Thursday, December 07, 2006

Youth Ministry as the Incubator for the Emerging Church

Here's a provocative portion of Phil Johnson's post at the Pulpit Magazine blog yesterday:
I have friends who have suggested that the emerging church idea is the predictable fruit of churches that tailor their youth ministries to whatever style is currently fashionable, hold alternative church services for the youth in a separate building (”the youth building”) and never incorporate them into the actual life of the church itself. They’ve grown into adulthood while their styles and preferences were catered to in a special “church” service all their own. The actual church service was something they weren’t expected to like. Many of them were never really exposed to worship in the context of the actual church, with real adults. They were deliberately entertained instead, and thus they were conditioned to think that way. They grew old, but they never grew up, and now even as adults, they want to continue to play at church, but outside the mainstream of the historic church. (My friend characterized the emerging church worship style as “Church services for the ADHD generation.” Read the Christianity Today account of Emergent’s national convention and you will understand why he said that.)
So keep on building your youth ministry on the sand of entertainment and excitement if you must. Warm the kids up to worship with skits and games. Dream up grosser and more outlandish spectacles. Keep on denying that what you reach them with is what you reach them to. And maybe one day you'll have your own little heretical kingdom that rises from the ruins of the Emerging Church.

Just don't forget to use your sermons to scorn all the small-minded people who said this was a bad idea. (Ha! Silly me. Sermons are so first century.)

6 comments:

Chris Anderson said...

Wow. That makes so much sense. We teach young people that church isn't for them, then act surprised when they learn it.

Do you think children's church does the same (without assuming a worst case scenario of entertainment, puppets, games, etc.)?

Anonymous said...

for a short time i attended a church that had it's youth group meetings on fridays after school until 5pm. it didn't displace any church service. the actual services were very traditional; the youth meetings used all kinds of modern methods. a lot of the teens came to both.

Ben said...

Chris,

There are folks arguing against any age grading in the educational program of the church. I'm not one of them. I've observed children's church services that were more biblical and serious and theological than many of the adult services I've seen. And the kids weren't bored!
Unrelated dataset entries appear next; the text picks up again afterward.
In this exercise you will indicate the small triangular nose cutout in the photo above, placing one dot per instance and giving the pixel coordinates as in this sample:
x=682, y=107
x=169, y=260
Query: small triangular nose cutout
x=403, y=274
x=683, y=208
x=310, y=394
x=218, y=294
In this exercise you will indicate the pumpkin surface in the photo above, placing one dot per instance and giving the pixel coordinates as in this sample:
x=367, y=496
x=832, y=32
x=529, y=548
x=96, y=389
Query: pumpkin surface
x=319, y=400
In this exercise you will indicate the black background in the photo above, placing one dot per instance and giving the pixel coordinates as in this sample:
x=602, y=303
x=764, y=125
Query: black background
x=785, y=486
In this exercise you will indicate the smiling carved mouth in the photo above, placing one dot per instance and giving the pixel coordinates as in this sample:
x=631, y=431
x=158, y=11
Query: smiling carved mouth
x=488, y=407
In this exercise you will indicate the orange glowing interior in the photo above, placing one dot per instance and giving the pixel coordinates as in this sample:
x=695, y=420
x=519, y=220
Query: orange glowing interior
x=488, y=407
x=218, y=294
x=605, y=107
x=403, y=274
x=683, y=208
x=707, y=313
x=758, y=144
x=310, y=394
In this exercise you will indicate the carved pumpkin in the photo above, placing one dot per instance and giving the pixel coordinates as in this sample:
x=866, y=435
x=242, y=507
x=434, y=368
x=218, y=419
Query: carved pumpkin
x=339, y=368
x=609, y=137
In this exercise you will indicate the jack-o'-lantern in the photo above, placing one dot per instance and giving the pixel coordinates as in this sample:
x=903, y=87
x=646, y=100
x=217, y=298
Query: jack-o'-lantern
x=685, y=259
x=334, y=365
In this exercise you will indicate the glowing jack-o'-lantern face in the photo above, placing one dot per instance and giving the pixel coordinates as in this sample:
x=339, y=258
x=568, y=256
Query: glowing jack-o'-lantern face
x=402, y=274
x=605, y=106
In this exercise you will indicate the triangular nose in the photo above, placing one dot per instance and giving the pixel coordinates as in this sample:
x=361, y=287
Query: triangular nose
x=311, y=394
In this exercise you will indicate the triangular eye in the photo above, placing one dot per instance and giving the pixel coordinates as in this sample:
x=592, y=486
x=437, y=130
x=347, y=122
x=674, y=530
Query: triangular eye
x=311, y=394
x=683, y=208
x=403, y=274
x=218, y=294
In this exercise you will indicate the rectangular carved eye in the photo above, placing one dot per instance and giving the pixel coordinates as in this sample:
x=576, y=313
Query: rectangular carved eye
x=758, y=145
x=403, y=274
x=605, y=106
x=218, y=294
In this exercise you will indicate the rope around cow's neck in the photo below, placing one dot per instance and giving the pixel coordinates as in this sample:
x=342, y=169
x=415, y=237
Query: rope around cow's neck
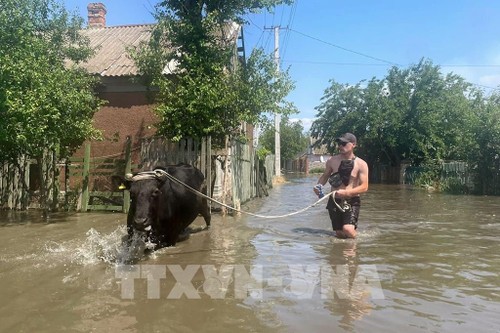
x=160, y=172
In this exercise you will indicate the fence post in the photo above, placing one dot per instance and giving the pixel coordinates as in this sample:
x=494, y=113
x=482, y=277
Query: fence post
x=85, y=186
x=128, y=169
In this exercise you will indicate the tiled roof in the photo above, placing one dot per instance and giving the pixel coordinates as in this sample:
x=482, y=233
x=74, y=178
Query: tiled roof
x=111, y=43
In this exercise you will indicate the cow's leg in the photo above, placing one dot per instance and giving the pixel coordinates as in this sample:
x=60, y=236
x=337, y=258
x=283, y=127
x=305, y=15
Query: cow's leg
x=184, y=235
x=205, y=210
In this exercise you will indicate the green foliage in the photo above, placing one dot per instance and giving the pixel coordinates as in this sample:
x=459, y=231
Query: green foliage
x=292, y=139
x=43, y=102
x=262, y=152
x=208, y=92
x=419, y=115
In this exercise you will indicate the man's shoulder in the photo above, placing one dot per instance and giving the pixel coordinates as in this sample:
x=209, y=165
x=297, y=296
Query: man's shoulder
x=361, y=161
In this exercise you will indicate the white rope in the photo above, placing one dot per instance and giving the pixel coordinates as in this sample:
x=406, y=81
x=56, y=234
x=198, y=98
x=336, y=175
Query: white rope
x=169, y=176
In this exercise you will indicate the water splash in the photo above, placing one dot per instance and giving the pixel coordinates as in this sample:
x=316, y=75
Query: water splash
x=112, y=248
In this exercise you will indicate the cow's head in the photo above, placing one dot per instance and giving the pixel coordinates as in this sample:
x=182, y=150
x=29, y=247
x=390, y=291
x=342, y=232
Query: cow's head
x=145, y=192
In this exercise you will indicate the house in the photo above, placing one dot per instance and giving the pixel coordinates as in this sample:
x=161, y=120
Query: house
x=128, y=112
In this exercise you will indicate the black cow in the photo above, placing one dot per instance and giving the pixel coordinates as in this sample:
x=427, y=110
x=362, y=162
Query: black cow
x=164, y=208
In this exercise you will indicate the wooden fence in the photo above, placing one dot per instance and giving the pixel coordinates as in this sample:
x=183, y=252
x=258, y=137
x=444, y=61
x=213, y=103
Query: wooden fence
x=85, y=183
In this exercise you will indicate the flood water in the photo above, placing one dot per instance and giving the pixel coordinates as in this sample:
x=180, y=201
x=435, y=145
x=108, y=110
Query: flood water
x=423, y=262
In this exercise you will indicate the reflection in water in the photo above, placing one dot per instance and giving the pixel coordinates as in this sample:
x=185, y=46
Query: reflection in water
x=434, y=256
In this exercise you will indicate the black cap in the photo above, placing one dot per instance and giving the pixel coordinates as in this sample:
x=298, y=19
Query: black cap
x=347, y=137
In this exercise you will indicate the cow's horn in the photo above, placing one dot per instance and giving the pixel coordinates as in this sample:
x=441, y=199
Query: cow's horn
x=159, y=173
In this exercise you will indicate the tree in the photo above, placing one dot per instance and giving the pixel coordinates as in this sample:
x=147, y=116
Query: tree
x=414, y=114
x=208, y=93
x=293, y=140
x=46, y=100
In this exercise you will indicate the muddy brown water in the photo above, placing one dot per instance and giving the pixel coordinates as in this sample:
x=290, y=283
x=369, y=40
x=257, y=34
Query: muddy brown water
x=423, y=262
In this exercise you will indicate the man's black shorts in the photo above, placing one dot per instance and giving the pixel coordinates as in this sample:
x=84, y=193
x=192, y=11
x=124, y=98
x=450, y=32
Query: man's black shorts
x=339, y=218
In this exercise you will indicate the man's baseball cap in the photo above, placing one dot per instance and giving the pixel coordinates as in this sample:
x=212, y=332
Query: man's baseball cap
x=347, y=137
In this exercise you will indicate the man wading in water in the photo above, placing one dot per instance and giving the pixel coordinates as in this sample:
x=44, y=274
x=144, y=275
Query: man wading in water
x=348, y=175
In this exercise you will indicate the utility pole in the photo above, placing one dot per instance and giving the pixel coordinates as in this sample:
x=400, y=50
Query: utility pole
x=277, y=117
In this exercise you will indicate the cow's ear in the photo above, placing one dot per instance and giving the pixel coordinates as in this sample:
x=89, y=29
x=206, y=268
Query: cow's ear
x=120, y=182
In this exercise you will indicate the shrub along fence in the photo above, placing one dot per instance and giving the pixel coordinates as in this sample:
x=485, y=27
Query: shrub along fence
x=85, y=183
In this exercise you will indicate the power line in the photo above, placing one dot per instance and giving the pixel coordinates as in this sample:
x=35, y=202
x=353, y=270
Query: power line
x=346, y=49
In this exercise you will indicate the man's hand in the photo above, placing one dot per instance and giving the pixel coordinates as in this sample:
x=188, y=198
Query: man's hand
x=342, y=193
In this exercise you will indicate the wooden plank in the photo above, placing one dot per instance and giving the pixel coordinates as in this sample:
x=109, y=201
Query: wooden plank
x=105, y=207
x=85, y=187
x=128, y=169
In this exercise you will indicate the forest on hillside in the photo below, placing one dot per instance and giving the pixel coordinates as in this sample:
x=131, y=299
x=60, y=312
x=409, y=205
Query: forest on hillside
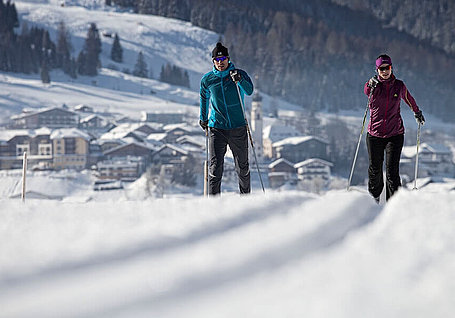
x=318, y=53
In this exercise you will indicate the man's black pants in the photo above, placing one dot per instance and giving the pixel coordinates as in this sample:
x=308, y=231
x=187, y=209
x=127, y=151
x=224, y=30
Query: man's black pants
x=237, y=139
x=376, y=147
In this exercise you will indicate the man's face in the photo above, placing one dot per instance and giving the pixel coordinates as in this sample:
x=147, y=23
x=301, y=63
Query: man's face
x=221, y=63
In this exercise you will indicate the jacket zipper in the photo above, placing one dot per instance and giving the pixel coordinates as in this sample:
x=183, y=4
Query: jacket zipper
x=225, y=104
x=386, y=108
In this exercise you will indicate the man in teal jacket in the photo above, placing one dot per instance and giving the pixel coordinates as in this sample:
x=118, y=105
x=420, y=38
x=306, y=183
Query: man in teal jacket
x=221, y=112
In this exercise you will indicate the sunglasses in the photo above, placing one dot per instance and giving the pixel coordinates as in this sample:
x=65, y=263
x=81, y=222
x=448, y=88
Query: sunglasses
x=385, y=68
x=220, y=59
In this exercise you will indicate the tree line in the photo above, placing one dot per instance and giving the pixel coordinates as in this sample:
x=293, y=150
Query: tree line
x=318, y=53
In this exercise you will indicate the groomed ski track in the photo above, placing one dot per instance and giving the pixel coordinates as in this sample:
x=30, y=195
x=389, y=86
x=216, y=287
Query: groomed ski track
x=192, y=257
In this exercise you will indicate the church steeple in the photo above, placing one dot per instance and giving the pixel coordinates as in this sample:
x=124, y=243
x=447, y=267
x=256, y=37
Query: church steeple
x=257, y=124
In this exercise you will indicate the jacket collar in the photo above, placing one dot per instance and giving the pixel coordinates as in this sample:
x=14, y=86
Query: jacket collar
x=391, y=79
x=225, y=72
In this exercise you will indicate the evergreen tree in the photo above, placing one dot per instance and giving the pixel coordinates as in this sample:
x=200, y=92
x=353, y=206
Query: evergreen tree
x=140, y=69
x=45, y=77
x=80, y=63
x=117, y=51
x=73, y=68
x=92, y=50
x=174, y=75
x=64, y=47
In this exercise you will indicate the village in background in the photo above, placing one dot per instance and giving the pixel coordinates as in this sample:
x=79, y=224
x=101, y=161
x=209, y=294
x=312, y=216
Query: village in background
x=168, y=149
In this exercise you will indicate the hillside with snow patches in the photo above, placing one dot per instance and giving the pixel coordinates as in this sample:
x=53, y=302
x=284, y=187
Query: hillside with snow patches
x=136, y=253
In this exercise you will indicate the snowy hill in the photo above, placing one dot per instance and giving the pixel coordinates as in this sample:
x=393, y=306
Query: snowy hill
x=161, y=40
x=275, y=255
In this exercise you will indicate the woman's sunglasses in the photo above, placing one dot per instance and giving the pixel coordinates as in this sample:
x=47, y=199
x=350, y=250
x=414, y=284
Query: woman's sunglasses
x=220, y=59
x=385, y=68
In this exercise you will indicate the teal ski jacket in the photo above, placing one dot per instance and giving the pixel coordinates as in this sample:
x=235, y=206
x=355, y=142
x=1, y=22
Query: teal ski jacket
x=219, y=95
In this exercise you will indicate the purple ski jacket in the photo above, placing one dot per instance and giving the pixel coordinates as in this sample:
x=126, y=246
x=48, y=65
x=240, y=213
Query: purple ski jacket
x=385, y=117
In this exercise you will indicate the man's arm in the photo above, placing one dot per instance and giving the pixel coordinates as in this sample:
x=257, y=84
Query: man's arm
x=204, y=97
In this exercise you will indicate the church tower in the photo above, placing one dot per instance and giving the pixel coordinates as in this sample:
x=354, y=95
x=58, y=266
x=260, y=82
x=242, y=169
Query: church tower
x=256, y=125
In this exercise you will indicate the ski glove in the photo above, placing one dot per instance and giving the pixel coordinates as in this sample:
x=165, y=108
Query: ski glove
x=204, y=124
x=372, y=82
x=419, y=118
x=236, y=77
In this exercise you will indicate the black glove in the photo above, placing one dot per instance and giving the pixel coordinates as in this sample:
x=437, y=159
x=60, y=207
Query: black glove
x=419, y=118
x=372, y=82
x=204, y=124
x=235, y=75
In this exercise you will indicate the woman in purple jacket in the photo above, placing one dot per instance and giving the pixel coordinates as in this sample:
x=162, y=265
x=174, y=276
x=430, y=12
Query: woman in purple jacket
x=385, y=129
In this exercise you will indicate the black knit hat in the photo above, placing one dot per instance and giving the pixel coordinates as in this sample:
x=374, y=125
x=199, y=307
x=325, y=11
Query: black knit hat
x=219, y=50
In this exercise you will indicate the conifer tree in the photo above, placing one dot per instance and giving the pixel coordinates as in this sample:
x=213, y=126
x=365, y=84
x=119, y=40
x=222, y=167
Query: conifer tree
x=92, y=50
x=117, y=51
x=64, y=47
x=45, y=77
x=140, y=69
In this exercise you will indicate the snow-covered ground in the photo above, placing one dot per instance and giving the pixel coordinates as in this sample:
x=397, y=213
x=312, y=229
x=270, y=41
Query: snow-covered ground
x=289, y=254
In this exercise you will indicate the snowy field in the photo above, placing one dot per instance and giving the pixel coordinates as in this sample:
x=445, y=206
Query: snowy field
x=289, y=254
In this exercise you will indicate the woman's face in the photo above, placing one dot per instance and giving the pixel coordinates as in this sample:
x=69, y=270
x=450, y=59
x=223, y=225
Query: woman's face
x=385, y=70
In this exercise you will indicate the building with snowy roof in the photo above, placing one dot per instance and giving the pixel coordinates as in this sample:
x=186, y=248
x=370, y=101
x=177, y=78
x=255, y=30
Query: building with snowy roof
x=296, y=149
x=36, y=142
x=56, y=117
x=71, y=148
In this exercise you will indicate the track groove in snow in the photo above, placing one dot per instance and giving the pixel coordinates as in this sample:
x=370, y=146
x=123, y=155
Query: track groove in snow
x=248, y=236
x=156, y=246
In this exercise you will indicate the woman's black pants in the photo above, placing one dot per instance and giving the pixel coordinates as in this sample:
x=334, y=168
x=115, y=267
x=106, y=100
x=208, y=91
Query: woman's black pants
x=392, y=147
x=237, y=139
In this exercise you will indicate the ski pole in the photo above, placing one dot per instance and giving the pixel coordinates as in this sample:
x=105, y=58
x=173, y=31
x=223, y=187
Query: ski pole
x=361, y=133
x=249, y=135
x=206, y=163
x=417, y=158
x=24, y=174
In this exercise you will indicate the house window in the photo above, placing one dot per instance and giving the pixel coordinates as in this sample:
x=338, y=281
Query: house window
x=44, y=149
x=21, y=148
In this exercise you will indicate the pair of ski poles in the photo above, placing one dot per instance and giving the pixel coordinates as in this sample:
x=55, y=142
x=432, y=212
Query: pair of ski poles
x=360, y=138
x=206, y=168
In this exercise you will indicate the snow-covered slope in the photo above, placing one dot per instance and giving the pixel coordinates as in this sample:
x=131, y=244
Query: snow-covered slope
x=160, y=39
x=275, y=255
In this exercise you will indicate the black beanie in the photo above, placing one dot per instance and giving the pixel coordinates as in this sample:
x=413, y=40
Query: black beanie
x=219, y=50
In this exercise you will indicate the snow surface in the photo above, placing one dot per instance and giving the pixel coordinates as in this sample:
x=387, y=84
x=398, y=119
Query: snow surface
x=288, y=254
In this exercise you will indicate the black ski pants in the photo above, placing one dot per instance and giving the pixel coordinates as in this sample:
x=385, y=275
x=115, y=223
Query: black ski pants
x=376, y=147
x=237, y=139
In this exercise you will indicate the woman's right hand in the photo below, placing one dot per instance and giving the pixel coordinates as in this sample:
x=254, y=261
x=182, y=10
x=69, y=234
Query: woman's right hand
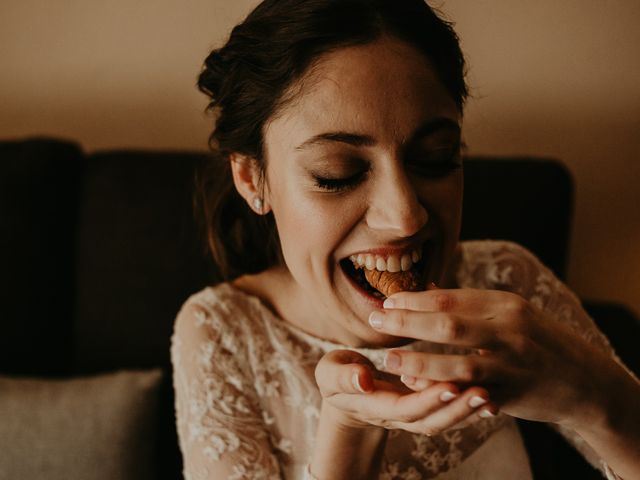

Unless you're going to have all newborns in every service, you're going to have some division of ages. I think my argument would be that the division should decrease as quickly as possible as age increases, and than any decision to divide should take into account all the unintended consequences.

How's that for a dodge?

Anonymous said...

Hum...interesting post, i think you make a lot of sense.

I think the U.K. picture is that some youth churches grow into all age churches as the young people grow, but most keep they young people until they leave for college - then if they fall away its not the home churches problem and they don't need to feel bad because it didn't happen on their watch

I also think the 'mainstream' church needs the energy of young people to keep it fresh, so we can't afford to let them go off all on their own. Something about being a body i think...

Chris Anderson said...

I agree, Ben. We do have children's church for children age 4 through grade 2. They dismiss just before the message, and they get a message aimed more intentionally at their level. Meanwhile, we have 3rd-6th graders in the service, taking notes during the morning message, earning points for our midweek program (which, I suppose, is another controversy).

At any rate, even later elementary students can get more out of sermons than many would expect. If they're expected to.

Anonymous said...

I agree with most on this thread. It is a problem that I have been worried about for many years. I would like to see more kids in the regular worship service. This may be a small point and I don't want to start a fire here, but I think some of the disconnect between the pulpit and the youth is the archaic version that many of our churches use.